Pressione psicologica

Più gli anni passano più il corpo di indebolisce e i riflessi diminuiscono, mentre invece la mente si rafforza e la fiducia personale aumenta. Una carriera così lunga ed intensa come la sua gli ha permesso di creare una perfetta condizione psicologica, capace di resistere alla pressione mediatica e alle critiche feroci, senza mai perdere il sorriso e la serenità. Il mondo intero provava un piacere quasi diabolico nel veder Schumacher in crisi ed arretrato nelle posizioni, eppure lui non ha mai dato peso a tutto ciò, rimanendo concentrato sul suo lavoro e individuando sempre l’obbiettivo da raggiungere, con nel cassetto sempre lo stesso identico sogno. Michael mentalmente è ancora forte e con un mondiale da vincere saprebbe certamente come muoversi e quale scelte fare senza la benché minima esitazione. Ma per vincere un titolo occorre anche essere veloci in pista.

VOTO

Tre anni di tempo. E’ questo il tempo che Michael si è dato per vincere l’ottava stella da disegnare sopra il suo casco. Il primo è già andato e non ha riservato sconti o lussi neanche al più grande pilota di Formula uno (statisticamente parlando). Una monoposto non certo alla altezza di un Top Team, una condizione fisica non perfetta e mancanza di velocità, in gara ma sopratutto in qualifica.

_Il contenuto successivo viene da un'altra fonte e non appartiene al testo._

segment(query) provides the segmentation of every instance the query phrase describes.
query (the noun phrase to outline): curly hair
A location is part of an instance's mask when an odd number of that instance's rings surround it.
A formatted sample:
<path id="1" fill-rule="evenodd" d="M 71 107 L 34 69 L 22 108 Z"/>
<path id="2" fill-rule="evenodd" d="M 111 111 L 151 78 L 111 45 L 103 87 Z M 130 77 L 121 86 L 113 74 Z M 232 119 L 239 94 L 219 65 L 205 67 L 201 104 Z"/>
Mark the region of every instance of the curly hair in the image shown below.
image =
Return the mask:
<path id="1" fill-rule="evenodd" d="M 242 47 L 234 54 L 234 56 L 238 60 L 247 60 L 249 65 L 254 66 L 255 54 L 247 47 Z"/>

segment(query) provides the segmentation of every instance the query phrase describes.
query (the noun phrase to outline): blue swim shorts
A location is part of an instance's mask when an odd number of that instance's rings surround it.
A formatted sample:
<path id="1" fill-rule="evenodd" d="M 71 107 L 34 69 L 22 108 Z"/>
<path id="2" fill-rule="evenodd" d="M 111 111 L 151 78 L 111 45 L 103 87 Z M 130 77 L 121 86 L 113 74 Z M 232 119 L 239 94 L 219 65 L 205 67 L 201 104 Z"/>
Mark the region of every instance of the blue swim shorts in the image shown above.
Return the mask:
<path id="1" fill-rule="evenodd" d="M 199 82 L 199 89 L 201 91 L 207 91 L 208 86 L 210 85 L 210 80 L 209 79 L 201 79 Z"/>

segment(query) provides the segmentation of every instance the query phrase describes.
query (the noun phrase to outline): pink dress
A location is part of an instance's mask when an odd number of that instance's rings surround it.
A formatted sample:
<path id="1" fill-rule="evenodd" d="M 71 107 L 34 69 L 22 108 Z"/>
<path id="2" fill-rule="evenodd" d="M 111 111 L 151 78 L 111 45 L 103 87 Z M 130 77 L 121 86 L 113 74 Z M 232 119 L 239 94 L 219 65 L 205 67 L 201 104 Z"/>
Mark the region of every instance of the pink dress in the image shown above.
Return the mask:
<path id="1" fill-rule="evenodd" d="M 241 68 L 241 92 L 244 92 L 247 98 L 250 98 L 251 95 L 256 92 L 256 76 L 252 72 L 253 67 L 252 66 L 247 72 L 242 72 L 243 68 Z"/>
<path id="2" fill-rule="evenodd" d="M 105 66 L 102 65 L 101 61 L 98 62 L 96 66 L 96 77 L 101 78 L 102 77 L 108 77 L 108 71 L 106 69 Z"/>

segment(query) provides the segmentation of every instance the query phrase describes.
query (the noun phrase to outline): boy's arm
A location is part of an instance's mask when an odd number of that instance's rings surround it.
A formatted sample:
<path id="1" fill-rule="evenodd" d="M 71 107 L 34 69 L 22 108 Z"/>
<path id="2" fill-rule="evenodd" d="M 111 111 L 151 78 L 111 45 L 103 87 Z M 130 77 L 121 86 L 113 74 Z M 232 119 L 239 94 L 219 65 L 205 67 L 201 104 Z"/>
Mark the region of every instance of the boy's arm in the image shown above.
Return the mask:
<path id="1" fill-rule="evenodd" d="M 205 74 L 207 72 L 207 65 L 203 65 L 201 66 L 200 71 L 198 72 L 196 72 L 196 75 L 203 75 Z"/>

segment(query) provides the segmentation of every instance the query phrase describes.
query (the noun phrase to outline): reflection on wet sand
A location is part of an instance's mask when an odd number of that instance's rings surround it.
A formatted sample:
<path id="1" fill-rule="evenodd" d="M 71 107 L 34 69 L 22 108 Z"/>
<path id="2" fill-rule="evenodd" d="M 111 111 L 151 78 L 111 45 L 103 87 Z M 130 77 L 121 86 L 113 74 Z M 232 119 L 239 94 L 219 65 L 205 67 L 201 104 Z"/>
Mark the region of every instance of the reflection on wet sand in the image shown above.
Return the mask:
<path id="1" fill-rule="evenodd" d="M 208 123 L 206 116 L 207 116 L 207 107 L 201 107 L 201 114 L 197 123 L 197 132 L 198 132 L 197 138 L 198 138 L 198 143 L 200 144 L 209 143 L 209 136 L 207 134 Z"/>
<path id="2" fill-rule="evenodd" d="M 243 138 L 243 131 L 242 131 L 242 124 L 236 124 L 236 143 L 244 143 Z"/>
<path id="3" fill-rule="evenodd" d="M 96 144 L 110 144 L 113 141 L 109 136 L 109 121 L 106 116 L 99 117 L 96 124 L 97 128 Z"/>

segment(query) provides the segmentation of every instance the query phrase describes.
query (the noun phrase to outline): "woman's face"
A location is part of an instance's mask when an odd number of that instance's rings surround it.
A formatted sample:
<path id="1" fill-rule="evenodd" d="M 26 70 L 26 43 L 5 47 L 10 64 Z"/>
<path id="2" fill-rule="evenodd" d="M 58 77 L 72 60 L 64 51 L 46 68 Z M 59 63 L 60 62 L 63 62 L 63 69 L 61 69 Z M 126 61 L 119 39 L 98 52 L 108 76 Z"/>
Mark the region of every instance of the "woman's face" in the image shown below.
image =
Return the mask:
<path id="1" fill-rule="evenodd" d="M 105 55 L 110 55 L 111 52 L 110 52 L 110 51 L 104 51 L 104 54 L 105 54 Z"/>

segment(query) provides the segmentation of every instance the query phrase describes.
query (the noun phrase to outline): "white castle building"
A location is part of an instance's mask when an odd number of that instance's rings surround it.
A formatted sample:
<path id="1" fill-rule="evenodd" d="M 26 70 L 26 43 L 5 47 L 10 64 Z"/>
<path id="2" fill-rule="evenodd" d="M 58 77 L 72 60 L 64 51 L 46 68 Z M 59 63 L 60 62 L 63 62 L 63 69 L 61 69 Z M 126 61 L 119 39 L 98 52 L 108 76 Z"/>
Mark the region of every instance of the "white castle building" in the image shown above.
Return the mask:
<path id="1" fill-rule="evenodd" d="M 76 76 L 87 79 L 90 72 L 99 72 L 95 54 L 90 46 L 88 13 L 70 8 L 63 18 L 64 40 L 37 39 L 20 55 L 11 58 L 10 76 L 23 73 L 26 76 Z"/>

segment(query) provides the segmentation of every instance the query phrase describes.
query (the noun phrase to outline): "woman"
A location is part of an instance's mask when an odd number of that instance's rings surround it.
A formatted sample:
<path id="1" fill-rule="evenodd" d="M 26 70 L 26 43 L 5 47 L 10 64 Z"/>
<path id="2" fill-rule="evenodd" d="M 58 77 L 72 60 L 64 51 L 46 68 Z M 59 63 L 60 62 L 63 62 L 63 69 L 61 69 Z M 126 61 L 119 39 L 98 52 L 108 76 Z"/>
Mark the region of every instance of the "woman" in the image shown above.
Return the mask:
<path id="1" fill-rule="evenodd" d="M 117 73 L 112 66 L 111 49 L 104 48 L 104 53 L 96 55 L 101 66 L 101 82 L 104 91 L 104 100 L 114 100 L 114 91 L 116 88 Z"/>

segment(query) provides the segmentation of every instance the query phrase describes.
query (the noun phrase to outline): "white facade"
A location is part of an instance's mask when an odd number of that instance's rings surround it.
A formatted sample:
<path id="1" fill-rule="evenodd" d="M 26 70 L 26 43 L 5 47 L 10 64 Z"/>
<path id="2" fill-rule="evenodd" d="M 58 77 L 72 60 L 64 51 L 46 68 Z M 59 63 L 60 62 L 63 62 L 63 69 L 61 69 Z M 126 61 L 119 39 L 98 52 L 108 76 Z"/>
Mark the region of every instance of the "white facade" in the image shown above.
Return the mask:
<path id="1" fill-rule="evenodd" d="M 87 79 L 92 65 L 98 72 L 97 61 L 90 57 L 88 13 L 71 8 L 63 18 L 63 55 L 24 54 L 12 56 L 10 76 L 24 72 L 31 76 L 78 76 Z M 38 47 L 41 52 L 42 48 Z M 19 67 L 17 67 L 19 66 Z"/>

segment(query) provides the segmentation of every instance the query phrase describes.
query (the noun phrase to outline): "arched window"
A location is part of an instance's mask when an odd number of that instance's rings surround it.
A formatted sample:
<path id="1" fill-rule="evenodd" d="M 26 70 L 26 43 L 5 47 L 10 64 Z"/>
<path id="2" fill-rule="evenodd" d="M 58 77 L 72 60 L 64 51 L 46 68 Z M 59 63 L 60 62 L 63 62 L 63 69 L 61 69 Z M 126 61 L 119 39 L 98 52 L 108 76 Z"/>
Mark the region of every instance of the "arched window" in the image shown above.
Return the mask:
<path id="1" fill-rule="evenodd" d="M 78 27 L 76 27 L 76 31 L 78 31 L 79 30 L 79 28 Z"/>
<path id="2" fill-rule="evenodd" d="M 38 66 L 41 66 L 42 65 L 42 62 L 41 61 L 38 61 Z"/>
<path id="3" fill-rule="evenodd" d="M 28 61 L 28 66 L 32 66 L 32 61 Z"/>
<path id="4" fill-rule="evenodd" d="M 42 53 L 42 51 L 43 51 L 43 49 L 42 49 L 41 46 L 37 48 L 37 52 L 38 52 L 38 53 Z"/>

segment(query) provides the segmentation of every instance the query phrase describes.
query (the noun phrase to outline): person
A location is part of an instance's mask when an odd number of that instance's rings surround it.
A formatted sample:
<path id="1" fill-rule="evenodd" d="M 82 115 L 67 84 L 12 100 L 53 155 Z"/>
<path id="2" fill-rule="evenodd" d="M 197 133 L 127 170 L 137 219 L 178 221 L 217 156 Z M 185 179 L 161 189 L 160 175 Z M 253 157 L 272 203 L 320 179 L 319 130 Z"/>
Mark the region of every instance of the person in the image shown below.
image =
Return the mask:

Il voto quindi è un 5, sotto la sufficienza visto la enorme fatica fatta per segnare punti decisamente mediocri non alla altezza della sua fama. L’anno prossimo dovrà necessariamente migliorare la prestazione complessiva, magari conquistando qualche podio e vittoria, così da cancellare definitivamente lo spettro della vecchiaia e dimostrare al mondo intero che con passione e forza d’animo tutto è davvero possibile. Sarebbe un bel traguardo personale e non, ma il lavoro da fare affinché questo avvenga è davvero tanto. Coraggio Schumi.